In a blog post, the CFPB reported that the Department of Veterans Affairs (VA) has announced a change to when it will report information on outstanding medical bills to consumer reporting companies.

Under the new VA rule, the VA will only report medical debt that meets all of the following standards:

  • The VA has exhausted all other debt collection efforts,
  • The VA has determined the individual responsible is not catastrophically disabled or entitled to free medical care from the VA, and
  • The outstanding debt is over $25.

The CFPB states in the blog post that “[f]undamentally, the VA’s action decouples the collection of medical bills from coercive credit reporting.  This action by the VA sends a resounding message to the healthcare industry that coercive credit reporting is wrong.”

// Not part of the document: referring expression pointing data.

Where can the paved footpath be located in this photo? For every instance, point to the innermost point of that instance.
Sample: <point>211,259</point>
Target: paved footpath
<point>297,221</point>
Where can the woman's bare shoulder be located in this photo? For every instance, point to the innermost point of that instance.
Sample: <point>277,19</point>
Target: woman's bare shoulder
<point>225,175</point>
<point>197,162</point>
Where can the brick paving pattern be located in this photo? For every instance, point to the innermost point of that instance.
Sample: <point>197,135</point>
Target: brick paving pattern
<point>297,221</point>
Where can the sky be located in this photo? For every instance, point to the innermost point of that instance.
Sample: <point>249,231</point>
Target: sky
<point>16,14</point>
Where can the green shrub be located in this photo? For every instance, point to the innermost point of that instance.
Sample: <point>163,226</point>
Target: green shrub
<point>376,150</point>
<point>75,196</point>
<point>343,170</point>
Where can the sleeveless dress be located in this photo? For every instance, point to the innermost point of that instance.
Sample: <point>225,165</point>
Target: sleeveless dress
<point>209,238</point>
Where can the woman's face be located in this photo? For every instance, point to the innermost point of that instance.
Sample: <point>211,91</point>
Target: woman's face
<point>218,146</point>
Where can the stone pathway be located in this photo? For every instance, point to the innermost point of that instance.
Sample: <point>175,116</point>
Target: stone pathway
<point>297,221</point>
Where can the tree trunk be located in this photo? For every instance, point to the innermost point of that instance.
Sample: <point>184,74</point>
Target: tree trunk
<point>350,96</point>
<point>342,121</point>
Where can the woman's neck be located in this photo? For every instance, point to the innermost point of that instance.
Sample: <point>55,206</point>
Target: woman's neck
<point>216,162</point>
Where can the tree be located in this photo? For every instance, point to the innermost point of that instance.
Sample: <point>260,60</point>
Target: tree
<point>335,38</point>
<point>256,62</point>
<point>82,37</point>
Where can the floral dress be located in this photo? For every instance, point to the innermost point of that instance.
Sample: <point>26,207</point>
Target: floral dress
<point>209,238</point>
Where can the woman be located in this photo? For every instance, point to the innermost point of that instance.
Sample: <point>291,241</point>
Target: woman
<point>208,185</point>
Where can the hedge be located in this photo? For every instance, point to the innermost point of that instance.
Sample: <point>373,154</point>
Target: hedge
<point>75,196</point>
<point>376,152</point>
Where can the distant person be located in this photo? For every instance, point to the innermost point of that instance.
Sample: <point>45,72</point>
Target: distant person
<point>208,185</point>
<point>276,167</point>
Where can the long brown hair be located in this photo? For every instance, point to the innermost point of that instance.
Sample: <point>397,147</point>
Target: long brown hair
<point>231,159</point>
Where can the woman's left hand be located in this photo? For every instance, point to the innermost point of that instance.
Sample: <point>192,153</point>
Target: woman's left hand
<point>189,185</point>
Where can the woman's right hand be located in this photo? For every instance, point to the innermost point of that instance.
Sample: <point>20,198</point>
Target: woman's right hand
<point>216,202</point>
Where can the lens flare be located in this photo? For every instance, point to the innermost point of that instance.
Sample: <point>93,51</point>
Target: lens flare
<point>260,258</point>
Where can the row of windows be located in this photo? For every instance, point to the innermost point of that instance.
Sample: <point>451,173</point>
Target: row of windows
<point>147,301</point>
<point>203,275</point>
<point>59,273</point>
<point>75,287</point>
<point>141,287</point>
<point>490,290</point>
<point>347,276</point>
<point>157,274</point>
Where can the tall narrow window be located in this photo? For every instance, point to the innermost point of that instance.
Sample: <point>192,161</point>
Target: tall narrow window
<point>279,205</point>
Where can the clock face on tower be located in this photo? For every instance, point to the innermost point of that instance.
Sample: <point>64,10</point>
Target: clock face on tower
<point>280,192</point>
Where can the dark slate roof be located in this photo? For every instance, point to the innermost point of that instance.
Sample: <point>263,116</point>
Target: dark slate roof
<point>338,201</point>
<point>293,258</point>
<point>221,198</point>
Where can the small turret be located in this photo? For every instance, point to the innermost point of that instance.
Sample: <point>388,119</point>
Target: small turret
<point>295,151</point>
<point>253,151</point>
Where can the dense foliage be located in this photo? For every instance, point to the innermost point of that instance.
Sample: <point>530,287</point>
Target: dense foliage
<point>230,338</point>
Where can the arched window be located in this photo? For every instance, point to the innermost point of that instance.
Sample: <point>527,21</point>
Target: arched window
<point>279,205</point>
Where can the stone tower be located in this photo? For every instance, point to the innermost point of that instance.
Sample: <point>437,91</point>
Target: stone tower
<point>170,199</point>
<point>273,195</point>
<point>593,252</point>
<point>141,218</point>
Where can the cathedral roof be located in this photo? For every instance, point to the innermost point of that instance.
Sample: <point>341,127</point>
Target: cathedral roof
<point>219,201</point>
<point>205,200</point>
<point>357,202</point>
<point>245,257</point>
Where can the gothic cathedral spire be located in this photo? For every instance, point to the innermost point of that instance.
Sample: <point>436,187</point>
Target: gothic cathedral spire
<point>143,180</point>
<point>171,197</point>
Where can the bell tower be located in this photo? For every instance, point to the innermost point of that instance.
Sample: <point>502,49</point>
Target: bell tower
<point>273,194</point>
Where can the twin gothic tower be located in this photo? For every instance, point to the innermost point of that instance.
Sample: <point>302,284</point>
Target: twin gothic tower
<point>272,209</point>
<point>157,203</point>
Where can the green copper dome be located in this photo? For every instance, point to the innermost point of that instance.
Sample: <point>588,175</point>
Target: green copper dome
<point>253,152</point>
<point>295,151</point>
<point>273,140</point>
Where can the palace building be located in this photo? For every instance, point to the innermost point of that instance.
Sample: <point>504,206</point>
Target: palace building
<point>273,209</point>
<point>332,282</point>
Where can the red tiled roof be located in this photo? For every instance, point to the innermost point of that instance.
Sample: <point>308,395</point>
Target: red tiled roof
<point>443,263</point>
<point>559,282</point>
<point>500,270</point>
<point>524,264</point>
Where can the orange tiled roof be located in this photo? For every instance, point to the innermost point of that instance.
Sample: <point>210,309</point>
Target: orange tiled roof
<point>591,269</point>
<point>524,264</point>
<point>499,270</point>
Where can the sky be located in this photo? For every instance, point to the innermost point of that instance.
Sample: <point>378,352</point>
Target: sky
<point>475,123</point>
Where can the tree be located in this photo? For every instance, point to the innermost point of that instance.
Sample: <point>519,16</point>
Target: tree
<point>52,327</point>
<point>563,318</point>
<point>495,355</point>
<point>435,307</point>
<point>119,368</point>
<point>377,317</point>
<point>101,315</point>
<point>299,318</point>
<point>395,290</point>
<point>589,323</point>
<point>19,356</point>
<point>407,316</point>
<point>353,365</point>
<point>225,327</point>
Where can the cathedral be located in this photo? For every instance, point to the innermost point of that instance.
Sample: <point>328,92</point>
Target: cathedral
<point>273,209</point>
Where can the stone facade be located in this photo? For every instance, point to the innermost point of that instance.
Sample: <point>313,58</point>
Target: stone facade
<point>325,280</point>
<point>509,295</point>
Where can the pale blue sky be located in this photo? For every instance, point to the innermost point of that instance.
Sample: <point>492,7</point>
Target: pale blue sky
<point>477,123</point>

In a publicly-distributed email about the VA’s action, the CFPB described it as “a clear and important precedent for the health care industry.”  In addition, the VA’s press release about its action contains the following statement by Director Chopra:

This action by the Department of Veterans Affairs sets an important new standard to halt the financial distress many families face when medical debt unfairly hits their credit report.  I expect that many in the health care industry will seek to follow Secretary McDonough’s lead to end the practice of forcing patients to pay up through aggressive credit report coercion.

The CFPB’s characterization of the VA’s action as “precedent for the health care industry” and Director Chopra’s reference to the VA’s action “as an important new standard” suggests that health care providers or their collectors that continue to engage in the practice of reporting medical debt before exhausting collection efforts could be targeted by the CFPB under its UDAAP authority.  Companies outside of the health care industry that use credit reporting only as a debt collection technique should also be mindful of potential risks arising from that practice.